Folk tale
- Name: The Gifts of the Magician
- Country: Finland
- Published in: The Crimson Fairy Book

= The Gifts of the Magician =

Finnish fairy tale

The Gifts of the Magician (Hiiden lahjat) is a Finnish fairy tale, first published by Eero Salmelainen. This tale, in particular, is actually titled Paholaisen antamat soittoneuwot [soittoneuvot] ("Musical Instruments Given by the Devil"). It was translated into German by Emmy Schreck as Die Gaben des Unholds. (Note: Emmy Schreck explained that the German word Unholds translated Finnish paholainen ("The Evil One, the devil").) Andrew Lang included it in The Crimson Fairy Book (1903), listing his source as Finnische Mahrchen.

==Origin==
Emmy Schreck indicated the tale originated from Liperi.

==Synopsis==
A widower forbade his only son to shoot at birds. One day, he shot at and hit one, and chased the wounded bird until he became lost in the forest. When night fell, he saw a magician being chased by wolves. He shot the largest wolf, which put all the rest to flight. The magician gave him shelter during the night. In the morning, he could not be woken. The magician left to hunt. The boy woke up and talked with the maid servant, who told him to ask for the horse in the third stall as a reward. When he did, the magician tried to persuade him to ask for anything else instead, but finally gave it to him, along with a zither, a fiddle, and a flute, telling him to play each one in turn if he were in danger.

The horse warned him not to go back to his father, who would only beat him. He rode the horse on, to the king's city, where everyone admired the horse. The horse told him to tell the king to stable it with the royal horses; then they would grow as beautiful as it. This worked, but made the old groom envious of the boy. He told the king that the boy had claimed to be able to find the king's old war-charger, which had been lost in the woods. The king ordered the boy to find it in three days. The horse told him to demand a hundred dead oxen, cut to pieces, and they rode off. At the horse's instructions, he bridled the third horse that came to them, and then distracted the magician's raven by throwing the meat behind them. The groom claimed that he had said he could restore the king's vanished wife. The horse told him to ride it to the river, where it would dive in and assume her true form; she was the queen. This pleased the king, but the groom told him that the boy had threatened to take the throne, and the king sentenced him to be hanged. The boy played the zither, and the hangman had to dance all day. The next day, everyone came to see him hanged, the boy played the fiddle, and the whole crowd danced. The third day, the king wanted to refuse to let him play the flute, but the crowd persuaded him. The king insisted on being tied to a tree first, but he still danced, until his back was raw, and then the magician appeared. He destroyed the gallows and killed the king. The people chose the boy for their king, and the old groom drowned himself, because the boy might have been poor all his life without his interference.

==Translations==
William Henry Jones and Lewis L. Kropf gave an abridged summary of the tale, translating the instruments as a kantele, (Note: Emmy Schreck explained that a kantele was a musical instrument from the Finnish people similar to a zither.) a fiddle, and a flute.

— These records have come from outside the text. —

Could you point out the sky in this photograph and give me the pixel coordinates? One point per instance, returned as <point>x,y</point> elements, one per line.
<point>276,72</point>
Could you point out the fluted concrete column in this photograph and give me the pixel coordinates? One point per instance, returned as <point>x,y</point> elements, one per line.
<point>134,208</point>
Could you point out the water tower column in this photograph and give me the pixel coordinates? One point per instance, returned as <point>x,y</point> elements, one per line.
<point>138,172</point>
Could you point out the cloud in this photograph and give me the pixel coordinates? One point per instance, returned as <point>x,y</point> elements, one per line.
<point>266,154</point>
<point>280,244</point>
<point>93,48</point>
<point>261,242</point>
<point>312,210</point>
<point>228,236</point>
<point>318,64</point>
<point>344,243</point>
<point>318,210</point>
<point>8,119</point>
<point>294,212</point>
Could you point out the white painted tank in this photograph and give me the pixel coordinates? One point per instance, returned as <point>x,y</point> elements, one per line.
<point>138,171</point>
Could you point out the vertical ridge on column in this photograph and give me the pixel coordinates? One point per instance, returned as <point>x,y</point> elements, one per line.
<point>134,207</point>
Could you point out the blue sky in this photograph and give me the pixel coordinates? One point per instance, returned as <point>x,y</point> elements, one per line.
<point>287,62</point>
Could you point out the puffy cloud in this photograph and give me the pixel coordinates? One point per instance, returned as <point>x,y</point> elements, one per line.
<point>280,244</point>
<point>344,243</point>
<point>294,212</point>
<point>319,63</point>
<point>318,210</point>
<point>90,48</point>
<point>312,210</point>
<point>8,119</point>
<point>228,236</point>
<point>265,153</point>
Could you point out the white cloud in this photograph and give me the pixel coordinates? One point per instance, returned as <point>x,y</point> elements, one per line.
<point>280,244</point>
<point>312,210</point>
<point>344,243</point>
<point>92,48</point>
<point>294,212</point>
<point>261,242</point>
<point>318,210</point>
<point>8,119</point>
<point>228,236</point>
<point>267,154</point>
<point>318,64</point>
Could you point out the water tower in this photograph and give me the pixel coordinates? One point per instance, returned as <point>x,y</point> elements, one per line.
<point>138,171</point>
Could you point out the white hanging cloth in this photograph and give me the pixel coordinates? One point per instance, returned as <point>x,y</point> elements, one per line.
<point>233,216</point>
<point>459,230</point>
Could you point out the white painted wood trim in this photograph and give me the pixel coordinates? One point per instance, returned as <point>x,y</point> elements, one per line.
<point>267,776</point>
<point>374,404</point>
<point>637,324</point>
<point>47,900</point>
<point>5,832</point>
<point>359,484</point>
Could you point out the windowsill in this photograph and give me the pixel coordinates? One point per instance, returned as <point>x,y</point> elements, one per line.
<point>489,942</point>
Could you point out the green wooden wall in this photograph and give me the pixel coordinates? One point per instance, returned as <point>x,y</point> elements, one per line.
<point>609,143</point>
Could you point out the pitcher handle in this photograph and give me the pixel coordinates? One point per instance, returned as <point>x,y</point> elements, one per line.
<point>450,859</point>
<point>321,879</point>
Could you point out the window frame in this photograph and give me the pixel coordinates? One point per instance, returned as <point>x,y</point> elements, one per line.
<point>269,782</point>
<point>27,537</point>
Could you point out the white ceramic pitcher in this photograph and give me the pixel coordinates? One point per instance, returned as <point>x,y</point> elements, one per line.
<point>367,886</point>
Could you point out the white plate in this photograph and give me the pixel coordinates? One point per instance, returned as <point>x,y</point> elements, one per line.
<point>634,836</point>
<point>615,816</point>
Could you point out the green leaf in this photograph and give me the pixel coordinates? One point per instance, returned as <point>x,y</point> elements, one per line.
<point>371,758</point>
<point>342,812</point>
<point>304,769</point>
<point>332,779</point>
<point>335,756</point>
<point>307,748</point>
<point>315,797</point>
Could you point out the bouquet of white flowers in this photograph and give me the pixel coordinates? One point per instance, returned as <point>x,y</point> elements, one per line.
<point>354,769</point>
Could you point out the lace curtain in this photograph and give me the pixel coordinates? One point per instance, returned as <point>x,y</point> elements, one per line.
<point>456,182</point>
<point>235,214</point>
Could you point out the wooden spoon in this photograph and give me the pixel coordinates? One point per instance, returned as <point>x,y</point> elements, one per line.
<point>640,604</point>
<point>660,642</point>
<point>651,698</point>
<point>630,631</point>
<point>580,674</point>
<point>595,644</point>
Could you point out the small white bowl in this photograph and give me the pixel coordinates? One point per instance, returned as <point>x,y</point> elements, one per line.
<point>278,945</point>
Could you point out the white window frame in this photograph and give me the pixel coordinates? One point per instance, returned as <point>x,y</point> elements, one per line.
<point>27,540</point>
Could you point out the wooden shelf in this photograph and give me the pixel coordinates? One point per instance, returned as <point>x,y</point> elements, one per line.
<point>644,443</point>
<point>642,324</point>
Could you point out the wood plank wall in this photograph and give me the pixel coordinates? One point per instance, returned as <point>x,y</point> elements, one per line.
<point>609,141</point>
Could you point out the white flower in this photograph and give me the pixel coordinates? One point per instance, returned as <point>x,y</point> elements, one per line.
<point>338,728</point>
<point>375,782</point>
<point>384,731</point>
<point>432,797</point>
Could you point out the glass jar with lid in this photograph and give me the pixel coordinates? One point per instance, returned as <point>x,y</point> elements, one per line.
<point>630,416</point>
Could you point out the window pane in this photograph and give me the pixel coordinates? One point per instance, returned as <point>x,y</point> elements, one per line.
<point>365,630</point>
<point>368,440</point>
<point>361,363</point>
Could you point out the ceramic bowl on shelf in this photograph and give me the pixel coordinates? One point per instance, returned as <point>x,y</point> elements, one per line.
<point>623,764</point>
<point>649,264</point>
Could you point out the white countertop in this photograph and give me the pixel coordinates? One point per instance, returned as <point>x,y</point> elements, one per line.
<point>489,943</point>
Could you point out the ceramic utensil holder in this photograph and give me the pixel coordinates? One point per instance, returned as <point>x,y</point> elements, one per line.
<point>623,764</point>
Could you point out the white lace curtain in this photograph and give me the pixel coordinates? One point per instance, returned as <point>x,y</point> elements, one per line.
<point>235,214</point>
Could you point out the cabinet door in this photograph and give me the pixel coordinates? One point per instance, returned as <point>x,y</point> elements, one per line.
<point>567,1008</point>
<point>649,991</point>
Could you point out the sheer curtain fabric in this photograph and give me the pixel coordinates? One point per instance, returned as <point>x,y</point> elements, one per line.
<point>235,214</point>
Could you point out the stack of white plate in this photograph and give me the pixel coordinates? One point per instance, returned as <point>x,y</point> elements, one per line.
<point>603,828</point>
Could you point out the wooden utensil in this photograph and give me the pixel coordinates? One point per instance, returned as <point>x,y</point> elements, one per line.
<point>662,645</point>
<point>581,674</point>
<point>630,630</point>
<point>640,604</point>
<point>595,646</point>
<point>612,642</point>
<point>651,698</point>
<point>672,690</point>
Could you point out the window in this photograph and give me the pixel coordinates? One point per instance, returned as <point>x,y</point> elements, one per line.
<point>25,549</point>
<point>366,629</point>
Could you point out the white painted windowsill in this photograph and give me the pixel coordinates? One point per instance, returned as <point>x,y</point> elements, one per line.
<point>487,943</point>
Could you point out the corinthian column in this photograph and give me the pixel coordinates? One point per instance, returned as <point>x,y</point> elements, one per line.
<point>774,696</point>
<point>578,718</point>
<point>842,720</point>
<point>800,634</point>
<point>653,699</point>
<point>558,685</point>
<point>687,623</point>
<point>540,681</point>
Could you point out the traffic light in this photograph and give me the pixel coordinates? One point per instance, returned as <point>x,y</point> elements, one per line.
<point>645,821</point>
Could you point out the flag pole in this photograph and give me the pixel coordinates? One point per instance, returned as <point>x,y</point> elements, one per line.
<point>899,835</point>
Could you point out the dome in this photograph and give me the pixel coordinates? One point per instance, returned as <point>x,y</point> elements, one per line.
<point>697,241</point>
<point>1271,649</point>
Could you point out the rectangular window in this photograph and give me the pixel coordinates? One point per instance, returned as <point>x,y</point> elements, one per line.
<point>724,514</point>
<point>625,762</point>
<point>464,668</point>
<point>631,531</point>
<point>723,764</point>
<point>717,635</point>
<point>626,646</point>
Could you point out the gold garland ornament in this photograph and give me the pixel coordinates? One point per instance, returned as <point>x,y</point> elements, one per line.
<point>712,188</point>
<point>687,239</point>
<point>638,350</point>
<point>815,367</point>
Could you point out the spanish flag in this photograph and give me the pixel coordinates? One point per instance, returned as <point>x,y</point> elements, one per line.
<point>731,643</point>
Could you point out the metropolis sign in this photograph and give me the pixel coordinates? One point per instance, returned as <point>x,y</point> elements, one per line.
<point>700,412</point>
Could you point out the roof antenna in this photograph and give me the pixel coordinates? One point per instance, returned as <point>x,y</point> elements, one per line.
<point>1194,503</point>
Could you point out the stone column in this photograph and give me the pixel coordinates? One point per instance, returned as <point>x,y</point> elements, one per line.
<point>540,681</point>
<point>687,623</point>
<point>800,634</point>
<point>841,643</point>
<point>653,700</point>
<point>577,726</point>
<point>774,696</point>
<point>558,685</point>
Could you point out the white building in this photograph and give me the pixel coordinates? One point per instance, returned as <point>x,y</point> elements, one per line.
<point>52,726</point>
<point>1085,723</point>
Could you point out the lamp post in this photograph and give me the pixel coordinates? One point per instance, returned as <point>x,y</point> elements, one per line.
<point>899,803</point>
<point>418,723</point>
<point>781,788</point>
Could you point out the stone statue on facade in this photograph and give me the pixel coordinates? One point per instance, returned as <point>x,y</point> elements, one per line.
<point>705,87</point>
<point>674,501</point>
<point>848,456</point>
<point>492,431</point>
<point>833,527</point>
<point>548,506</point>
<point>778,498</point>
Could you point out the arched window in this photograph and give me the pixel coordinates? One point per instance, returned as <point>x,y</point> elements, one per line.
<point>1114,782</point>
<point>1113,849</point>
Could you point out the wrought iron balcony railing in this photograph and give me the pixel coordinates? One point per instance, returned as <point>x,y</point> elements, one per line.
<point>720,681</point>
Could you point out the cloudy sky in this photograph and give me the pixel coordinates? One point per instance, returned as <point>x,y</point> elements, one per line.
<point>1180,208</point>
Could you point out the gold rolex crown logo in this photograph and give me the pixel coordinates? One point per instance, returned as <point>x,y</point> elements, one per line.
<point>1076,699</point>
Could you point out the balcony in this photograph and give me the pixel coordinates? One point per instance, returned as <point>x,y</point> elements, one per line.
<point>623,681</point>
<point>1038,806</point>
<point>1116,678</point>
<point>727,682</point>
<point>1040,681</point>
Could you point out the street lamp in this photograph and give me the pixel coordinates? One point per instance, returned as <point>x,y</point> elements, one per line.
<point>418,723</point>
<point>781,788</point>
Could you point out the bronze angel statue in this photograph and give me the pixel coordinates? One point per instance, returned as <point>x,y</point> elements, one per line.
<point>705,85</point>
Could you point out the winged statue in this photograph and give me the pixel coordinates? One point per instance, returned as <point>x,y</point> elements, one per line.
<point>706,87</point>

French author Eugéne Beauvois translated the tale as Les dons du Diable ("The gifts from the Devil"), where the instruments are a harpe, a violon and a flûte.

==Analysis==
Eero Salmelainen compared the tale with Norwegian tale Grimsborken ("Dapplegrim") and French literary fairy tale The Story of Pretty Goldilocks, both catalogued as ATU 531.

The dispossessing of the king is found in The Grateful Beasts, Ferdinand the Faithful and Ferdinand the Unfaithful, The Firebird and Princess Vasilisa, and King Fortunatus's Golden Wig.